Monday, May 30, 2011

The Mother Tongue: Bill Bryson on the (Not so) Random Ways of the English Language

Bill Bryson's Mother Tongue was my choice for a book review this month, after April's trip to the United Kingdom. Bryson, a renowned Australian travel writer, deviates from his Aussie adventures towards British vs. American comparisons, to bring us an eclectic, literary, look at English as it progressed from Old English, and as it compares in the UK, North America and Australia.

Four and a half thousands differences exist, he tells us, between "British" and "American" English.  Spelling, the grammar aspect that drives my students crazy, differs so greatly since regions of England had different dialects and accents (and to some extent, still do today). Writers struggled and argued on how to best write the words they knew; later they argued how to simplify them. Even Shakespeare spelled his name multiple ways!  

American vs. British English

The first English dictionary was apparently written in 1721, by Nathaniel Bailey, but was largely incomprehensible to most. Samuel Johnson wrote the first dictionary for the common man, but thought his role to record the language, not correct it (hence spelling irregularities, like "fancy" and "phantom" for the "f" sound, "hark" but "hearken"). 
Noah Webster came along next, a lonely, boastful, religious, patriotic, unsuccessful American lawyer American from Hartford (Bryson 149) and changed the English spellings. At times, he simplified (colour to color) and at other times, he deviated from the pattern (radium and potassium are ok, but the British aluminium was changed to "aluminum". Some phrases such as "different than" instead of "different from" are classified as American in the modern world, but were decidedly British at the time of Dickens and Coleridge!

It's like language is an ever-changing trend, and different structures come "in and out" of style. While I thoroughly enjoyed this literary journey, I'd say this book is only for those who love literature and history and/or love random facts. They may be historical and "useless" now, but wow are they a conversation starter (okay, for some people...) If you're going to read one page in this book, read the Brit. vs. American chart on page 171 - and learn why a "boot" doesn't always go on your foot and an "estate car" isn't likely to take you anywhere fancy...

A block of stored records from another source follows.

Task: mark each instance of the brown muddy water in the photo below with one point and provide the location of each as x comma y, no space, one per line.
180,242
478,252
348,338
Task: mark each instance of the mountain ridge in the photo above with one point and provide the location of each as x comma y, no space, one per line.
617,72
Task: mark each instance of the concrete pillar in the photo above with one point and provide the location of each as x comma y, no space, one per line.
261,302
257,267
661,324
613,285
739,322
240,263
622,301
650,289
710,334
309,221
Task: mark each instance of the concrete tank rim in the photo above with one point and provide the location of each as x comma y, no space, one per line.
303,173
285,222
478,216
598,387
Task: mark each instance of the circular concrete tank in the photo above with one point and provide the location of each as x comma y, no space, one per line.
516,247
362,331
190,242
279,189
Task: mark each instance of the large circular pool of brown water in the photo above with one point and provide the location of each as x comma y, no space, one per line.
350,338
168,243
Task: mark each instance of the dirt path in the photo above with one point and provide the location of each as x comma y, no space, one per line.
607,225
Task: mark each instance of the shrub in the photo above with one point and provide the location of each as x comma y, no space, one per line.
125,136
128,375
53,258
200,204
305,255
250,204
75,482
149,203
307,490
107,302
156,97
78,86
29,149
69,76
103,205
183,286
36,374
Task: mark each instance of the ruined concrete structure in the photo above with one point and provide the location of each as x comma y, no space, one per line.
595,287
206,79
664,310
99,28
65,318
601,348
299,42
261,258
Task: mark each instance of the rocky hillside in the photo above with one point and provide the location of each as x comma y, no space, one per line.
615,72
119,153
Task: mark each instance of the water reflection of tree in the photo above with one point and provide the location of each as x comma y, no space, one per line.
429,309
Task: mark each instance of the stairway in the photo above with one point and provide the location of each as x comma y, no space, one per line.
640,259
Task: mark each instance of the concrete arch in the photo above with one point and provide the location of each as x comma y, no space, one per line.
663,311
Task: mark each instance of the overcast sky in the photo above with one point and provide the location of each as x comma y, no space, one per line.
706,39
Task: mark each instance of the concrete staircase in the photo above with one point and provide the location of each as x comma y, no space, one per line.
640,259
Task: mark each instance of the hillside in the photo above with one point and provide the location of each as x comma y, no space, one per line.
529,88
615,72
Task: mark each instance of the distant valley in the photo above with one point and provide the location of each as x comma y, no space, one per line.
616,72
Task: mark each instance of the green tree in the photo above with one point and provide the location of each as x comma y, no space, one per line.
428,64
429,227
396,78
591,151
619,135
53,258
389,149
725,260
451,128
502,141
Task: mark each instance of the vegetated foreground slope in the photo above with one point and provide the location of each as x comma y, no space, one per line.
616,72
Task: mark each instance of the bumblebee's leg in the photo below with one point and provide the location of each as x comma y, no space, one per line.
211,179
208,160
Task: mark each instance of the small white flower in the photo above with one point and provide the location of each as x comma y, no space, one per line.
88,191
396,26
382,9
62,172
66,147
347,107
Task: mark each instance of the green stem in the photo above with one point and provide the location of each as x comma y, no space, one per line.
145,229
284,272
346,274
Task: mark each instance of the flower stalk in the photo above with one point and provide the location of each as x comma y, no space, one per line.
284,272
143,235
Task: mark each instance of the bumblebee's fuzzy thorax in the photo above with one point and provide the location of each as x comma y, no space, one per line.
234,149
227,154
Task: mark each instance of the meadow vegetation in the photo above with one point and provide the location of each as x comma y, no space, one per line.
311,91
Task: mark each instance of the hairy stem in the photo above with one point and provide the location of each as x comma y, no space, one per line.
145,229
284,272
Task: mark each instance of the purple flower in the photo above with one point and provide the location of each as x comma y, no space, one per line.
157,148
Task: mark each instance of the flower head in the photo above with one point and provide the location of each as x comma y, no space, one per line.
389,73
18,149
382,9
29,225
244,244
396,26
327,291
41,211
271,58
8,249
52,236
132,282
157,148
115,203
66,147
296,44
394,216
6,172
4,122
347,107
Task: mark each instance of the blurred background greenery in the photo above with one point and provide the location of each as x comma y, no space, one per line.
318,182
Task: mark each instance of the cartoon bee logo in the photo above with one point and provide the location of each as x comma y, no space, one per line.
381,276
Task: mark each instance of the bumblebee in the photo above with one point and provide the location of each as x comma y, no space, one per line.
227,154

For those of you who want to check out Bill Bryson's more "travel" like books, read In Notes from A Small Island; a great adventure. His audio books are popular in the UK (due to the ridiculous amounts of time people spend in traffic). Notes on a Big Country, for example, compares life in America to life in the UK, through hilarious anecdotes.

Thanks, Uncle Steve, for this great book review recommendation!